The commitment to transparency extends to the most sensitive aspects of AI development. When concerns emerged about DeepSeek R1's training data and potential compromise, NVIDIA responded decisively.
As Boitano explained to VentureBeat, "Government agencies were super concerned. They wanted the reasoning capabilities of DeepSeek, but they were a little concerned with, obviously, what might be trained into the DeepSeek model, which is what actually inspired us to completely open source everything in Nemotron models, including reasoning datasets."
For practitioners managing open-source security at scale, this transparency is core to their companies.
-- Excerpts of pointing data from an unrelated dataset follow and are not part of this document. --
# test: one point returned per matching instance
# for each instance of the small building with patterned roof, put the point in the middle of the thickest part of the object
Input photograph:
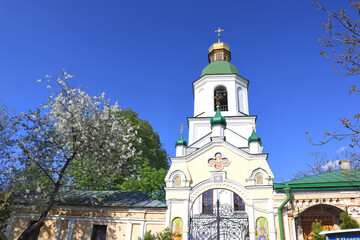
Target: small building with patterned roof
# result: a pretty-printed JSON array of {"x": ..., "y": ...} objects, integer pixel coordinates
[{"x": 116, "y": 215}]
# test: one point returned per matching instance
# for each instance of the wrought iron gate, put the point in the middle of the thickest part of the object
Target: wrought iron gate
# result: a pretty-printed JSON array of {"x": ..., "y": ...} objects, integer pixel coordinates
[{"x": 233, "y": 225}]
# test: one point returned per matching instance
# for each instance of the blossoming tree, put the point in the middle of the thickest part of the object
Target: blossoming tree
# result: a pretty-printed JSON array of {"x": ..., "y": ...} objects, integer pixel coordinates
[{"x": 71, "y": 125}]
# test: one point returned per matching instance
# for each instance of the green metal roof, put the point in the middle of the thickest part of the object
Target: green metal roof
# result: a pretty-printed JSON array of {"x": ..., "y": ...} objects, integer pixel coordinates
[
  {"x": 181, "y": 141},
  {"x": 221, "y": 67},
  {"x": 338, "y": 179},
  {"x": 254, "y": 137},
  {"x": 105, "y": 199}
]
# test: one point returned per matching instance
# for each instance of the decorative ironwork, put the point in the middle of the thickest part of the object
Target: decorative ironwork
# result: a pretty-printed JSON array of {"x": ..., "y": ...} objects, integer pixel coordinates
[{"x": 233, "y": 225}]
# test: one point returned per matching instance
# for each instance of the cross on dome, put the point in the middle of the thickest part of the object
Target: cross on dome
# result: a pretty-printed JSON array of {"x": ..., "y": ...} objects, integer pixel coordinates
[
  {"x": 219, "y": 31},
  {"x": 182, "y": 128}
]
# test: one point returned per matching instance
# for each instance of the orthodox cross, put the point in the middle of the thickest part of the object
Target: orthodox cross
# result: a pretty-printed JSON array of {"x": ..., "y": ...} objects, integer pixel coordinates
[
  {"x": 218, "y": 162},
  {"x": 217, "y": 98},
  {"x": 181, "y": 128},
  {"x": 219, "y": 31},
  {"x": 252, "y": 124}
]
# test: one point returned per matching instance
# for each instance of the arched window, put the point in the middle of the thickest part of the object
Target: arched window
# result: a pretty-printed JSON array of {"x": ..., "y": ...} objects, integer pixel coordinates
[
  {"x": 239, "y": 204},
  {"x": 220, "y": 96},
  {"x": 207, "y": 203}
]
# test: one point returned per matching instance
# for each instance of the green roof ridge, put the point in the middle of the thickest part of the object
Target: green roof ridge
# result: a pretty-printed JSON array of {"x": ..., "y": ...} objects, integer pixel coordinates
[
  {"x": 220, "y": 67},
  {"x": 218, "y": 118},
  {"x": 336, "y": 178},
  {"x": 181, "y": 141}
]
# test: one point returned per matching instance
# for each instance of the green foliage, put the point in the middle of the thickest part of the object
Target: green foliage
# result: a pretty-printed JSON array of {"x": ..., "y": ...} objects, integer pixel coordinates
[
  {"x": 348, "y": 222},
  {"x": 7, "y": 130},
  {"x": 149, "y": 181},
  {"x": 5, "y": 209},
  {"x": 164, "y": 235},
  {"x": 148, "y": 177},
  {"x": 316, "y": 228}
]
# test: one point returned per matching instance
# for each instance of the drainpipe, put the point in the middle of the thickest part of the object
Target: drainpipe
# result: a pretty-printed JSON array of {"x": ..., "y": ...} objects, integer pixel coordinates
[{"x": 287, "y": 191}]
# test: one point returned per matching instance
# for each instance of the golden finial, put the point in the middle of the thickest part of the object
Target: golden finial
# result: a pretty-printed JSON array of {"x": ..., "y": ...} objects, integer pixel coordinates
[
  {"x": 217, "y": 99},
  {"x": 219, "y": 31},
  {"x": 181, "y": 128}
]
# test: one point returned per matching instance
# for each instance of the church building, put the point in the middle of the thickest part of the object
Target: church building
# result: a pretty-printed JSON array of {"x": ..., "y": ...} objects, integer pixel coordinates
[{"x": 219, "y": 183}]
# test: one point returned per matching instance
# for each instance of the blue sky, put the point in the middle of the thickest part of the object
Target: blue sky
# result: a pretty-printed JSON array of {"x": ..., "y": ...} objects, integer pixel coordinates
[{"x": 146, "y": 54}]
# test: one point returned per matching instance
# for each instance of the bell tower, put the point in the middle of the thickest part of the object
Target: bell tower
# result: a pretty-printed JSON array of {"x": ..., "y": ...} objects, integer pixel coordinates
[
  {"x": 220, "y": 81},
  {"x": 222, "y": 78},
  {"x": 221, "y": 168}
]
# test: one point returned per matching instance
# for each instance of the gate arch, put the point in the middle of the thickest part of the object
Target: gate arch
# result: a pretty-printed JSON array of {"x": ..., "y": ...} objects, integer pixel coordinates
[
  {"x": 233, "y": 223},
  {"x": 227, "y": 185}
]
Itamar Sher, CEO of Seal Security, emphasized to VentureBeat that "open-source models offer transparency," though he noted that "managing their cycles and compliance remains a significant concern." Sher's company uses generative AI to automate vulnerability remediation in open-source software, and as a recognized CVE Naming Authority (CNA), Seal can identify, document, and assign vulnerabilities, enhancing security across the ecosystem.
A key partnership goal: bringing intelligence to the Edge
"Bringing the intelligence closer to where data is and decisions are made is just going to be a big advancement for security operations teams around the industry," Boitano emphasized. This edge deployment capability is especially critical for government agencies with fragmented and often legacy IT environments.
VentureBeat asked Boitano how the initial discussions went with government agencies briefed on the partnership and its design goals before work began. "The feeling across agencies that we've talked to is they always feel like, unfortunately, they're behind the curve on these technology adoption," Boitano explained. "The response was, anything you guys can do to help us secure the endpoints. It was a tedious and long process to get open models onto these, you know, higher side networks."
NVIDIA and CrowdStrike have done the foundational work, including STIG hardening, FIPS encryption, air-gap compatibility, and removing the barriers that delayed open-model adoption on higher-side networks. The NVIDIA AI Factory for Government reference design provides comprehensive guidance for deploying AI agents in federal and high-assurance organizations while meeting the strictest security requirements.
As Boitano explained, the urgency is existential: "Having AI defense that's running in your estate that can search for and detect these anomalies, and then alert and respond much faster, is just the natural consequence. It's the only way to protect against the speed of AI at this point."